Adapun semua kita-kita yang baik
beriman maupun yang tidak beriman akan mendapat persoalan, atau kesulitan
hidup, dan tidak benar ada keyakinan bahwa hanya kita-kita yang beriman yang
mendapat ujian, sedangkan kita-kita yang imannya masih tipis, tetap akan
dihadang oleh takdir Allah yang mungkin rasanya pahit atau rasanya enak, akan
tetapi bagi kita yang beriman akan sabar dan shalat dalam menghadapi takdir
Allah sedangkan sebaliknya kita yang tidak beriman akan keluh kesah apabila
menghadapi takdir Allah.
Karena kita yang beriman akan
menyadari rahasia dia balik takdir yang diberikan oleh Allah, dan kita selalu
menghadap serta berkomunikasi dengan Allah, melalui shalatnya yang khusyu,
karena kekhusyuan akan membawa kita pada tahapan ihsan, merasakan bahwa Allah
selalu melihat dan mengawasinya, bahkn, ia akan merasakan bahwa semua
penglihatan, pendengaran, dan geraknya adalah Allah.

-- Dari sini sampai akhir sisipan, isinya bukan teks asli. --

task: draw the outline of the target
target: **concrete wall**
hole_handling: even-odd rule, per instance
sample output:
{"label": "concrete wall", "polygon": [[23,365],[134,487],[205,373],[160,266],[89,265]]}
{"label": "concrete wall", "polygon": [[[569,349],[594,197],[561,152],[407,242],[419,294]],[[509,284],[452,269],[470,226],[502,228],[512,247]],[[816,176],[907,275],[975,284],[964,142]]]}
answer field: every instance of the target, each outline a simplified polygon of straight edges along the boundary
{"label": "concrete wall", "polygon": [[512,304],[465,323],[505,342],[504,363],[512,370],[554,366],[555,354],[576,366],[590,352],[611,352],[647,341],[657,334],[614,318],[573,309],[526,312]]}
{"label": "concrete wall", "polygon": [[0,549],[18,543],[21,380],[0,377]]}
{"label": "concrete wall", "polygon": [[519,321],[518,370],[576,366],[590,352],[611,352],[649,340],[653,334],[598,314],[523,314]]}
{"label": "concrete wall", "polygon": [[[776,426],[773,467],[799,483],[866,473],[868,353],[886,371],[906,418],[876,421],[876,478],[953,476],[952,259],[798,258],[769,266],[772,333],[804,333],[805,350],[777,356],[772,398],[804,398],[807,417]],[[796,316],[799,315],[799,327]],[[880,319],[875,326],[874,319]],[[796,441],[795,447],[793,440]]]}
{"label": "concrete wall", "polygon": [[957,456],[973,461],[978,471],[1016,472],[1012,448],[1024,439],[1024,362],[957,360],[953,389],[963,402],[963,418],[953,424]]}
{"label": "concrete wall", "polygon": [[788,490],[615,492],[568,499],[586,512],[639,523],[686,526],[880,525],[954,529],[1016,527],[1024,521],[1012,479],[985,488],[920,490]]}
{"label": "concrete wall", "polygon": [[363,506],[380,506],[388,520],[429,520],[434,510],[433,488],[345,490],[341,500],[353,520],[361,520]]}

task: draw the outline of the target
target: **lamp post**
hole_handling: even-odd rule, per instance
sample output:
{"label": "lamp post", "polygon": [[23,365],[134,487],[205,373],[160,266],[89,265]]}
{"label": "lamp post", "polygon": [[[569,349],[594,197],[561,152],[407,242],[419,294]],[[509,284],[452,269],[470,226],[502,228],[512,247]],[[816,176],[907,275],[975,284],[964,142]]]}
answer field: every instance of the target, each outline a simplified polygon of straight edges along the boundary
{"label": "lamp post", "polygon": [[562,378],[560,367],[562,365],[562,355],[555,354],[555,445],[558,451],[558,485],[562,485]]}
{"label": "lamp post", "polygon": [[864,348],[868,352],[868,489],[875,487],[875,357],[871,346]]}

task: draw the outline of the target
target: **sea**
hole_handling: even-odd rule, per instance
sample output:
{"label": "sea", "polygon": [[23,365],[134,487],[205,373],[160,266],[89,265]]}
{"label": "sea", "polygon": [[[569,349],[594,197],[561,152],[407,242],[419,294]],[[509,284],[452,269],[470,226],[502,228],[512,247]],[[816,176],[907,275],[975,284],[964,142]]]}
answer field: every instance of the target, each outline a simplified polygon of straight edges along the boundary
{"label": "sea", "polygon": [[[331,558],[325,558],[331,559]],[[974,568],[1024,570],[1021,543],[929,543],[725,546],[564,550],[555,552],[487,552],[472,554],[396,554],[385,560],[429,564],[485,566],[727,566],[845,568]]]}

Adapun rangking iman seperti ini
tidak akan tercapai jika kita masih terhalang oleh ego kita, pikiran kita dan
kebodohan kita, karena Allah tidak akan bisa ditemui jika hati individu kita
tidak hidup, Allah tidak akan bisa digapai dengan pikiran kita dan kepintaran kita,
karena Allah Zat yang Maha Agung, begitu pula, kebodohan kita membuat kita
miskin ilmu, untuk memahami hakekat menuju Allah, Nabi mengajarkan pada kita
sebagai umatnya sebuah jalan untuk menuju Allah, yaitu shalat, bahkan kita
sering sekali melakukan shalat, akan tetapi selalu sibuk dengan gerakan dan bacaan kita, sehingga kita
tidak mampu memisahkan mana tubuh kita, mana rohani kita..

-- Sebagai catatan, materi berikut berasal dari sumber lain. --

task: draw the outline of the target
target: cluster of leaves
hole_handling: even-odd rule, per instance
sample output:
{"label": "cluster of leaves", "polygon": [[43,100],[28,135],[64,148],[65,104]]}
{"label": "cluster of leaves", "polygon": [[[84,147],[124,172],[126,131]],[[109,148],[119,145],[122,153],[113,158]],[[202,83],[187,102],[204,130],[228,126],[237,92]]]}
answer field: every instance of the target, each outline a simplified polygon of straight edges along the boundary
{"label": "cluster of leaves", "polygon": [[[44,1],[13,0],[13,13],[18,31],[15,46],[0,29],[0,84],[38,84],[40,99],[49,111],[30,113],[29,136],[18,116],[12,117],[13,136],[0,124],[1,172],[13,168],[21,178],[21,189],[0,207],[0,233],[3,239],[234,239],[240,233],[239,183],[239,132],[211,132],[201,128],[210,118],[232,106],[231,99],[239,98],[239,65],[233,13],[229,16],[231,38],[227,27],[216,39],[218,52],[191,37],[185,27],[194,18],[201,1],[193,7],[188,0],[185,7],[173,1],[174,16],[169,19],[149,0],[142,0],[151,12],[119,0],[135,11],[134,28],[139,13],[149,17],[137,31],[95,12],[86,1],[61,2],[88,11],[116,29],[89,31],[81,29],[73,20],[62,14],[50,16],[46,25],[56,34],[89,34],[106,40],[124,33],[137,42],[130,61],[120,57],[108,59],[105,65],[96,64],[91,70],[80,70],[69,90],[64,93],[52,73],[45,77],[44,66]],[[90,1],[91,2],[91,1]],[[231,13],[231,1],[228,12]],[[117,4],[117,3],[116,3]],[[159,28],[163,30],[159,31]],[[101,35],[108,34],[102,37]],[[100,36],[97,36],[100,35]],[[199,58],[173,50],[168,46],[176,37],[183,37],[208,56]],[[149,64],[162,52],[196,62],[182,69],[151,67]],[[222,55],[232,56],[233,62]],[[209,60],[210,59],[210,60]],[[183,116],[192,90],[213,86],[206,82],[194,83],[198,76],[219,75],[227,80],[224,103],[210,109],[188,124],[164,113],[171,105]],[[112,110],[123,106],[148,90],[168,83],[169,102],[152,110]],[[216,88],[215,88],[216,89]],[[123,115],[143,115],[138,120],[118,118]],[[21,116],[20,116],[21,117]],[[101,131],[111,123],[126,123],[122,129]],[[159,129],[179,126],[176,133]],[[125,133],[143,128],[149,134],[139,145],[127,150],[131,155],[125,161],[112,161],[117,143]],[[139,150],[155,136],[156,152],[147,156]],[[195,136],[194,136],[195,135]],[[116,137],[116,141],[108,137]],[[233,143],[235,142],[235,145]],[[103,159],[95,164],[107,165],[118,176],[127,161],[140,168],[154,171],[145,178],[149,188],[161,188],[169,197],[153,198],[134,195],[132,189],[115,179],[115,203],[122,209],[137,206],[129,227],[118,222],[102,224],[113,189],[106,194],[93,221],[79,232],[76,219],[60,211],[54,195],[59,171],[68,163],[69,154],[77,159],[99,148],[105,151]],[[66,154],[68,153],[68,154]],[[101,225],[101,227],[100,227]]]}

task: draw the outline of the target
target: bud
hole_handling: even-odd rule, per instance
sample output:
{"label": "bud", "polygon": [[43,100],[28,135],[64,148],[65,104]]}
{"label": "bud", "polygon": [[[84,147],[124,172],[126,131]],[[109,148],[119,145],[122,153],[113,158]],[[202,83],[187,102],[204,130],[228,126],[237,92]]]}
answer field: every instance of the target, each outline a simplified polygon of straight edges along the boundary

Memang kita telah mengetahui
bahwasanya tubuh kita cenderung pada tanah, karena memang terbuat dari tanah,
maka, tidak heran kita cenderung mencintai sesuatu yang berasal dari tanah,
seperti anak-anak kita, istri kita, perhiasan dan binatang ternak, sedangkan
sementara sesungguhnya ruhani kita cenderung naik ke atas menuju Pemiliknya,
yaitu Zat Yang Tidak bisa diserupakan dengan makhluk-Nya, dengan shalat, yang
mana yaitu ruhani kita didorong dengan kesadaran untuk meninggalkan tubuh dan
mencapai orbit Illahi, akan tetapi kita tidak menyadarinya atau mengetahuinya,
maka dirikanlah shalat dengan kesadaran jiwa kita, yang memiliki potensi ruh,
karena inilah yang dipanggil Allah dan dimasukan ke golongan hamba-hamba-Nya
yang diridhai-Nya.
Pada kesimpulannya marilah kita
intropeksi individu kita-kita yang hadir, yang mempelajari dasar-dasar
pengetahuan ibadah, khususnya saya pribadi, Apakah didalam shalat, kita sudah
dapat menyaksikan Akbar-Nya ?.... maka apabila belum, tunjuk pada kita sendiri,
“Saya rajanya munafik!” dan jangan sekali-kali kita menunjuk kepada yang tidak
mempelajari bersama-sama kita atau orang-orang diluar majelis kita. Makanya,
kita-kita yang dari jauh berkumpul, bahkan ada diantra kita, yang mulai
berangkat tengah malam sampai saat kini masih saja membahas dasar-dasar
pengetahuan ibadah tentang shalat yang tidak ada habis-habisnya, dan inilah
suatu bukti nyata, bahwa sanya kita masih bodoh dan belum tahu apa-apa dan agar
kita pada saat mendirikan shalat, kita mengetahui pada saat mengeluarkan
sebagian nafas yang keluar dari kerongkongan mengucapkan Allahu Akbar, akan
tetapi dapat meyakini adanya Zat yang turun dari kerongkongan menuju hati
individu kita yang kordinatnya didalam diantara dua rongga dada diatas perut
kita sehingga hidup, lalu seketika itu pula kita mau tidak mau harus dapat
menyaksikan Akbar-Nya,
Ya Allah, tunjukilah kami seperti
mereka yang telah Engkau beri petunjuk, dan ampunilah, kami seperti mereka yang
telah Engkau pelihara, serta berilah kami berkah seperti mereka yang telah
Engkau beri berkah, jagalah kami dari kejelekan yang telah Engkau tetapkan,
Maha Suci Engkau ya Allah segala puji hanya untuk-Mu, Aku bersaksi tiada Tuhan
selain Engkau, kepada-Mulah Aku bertaubat dan memohon ampunan.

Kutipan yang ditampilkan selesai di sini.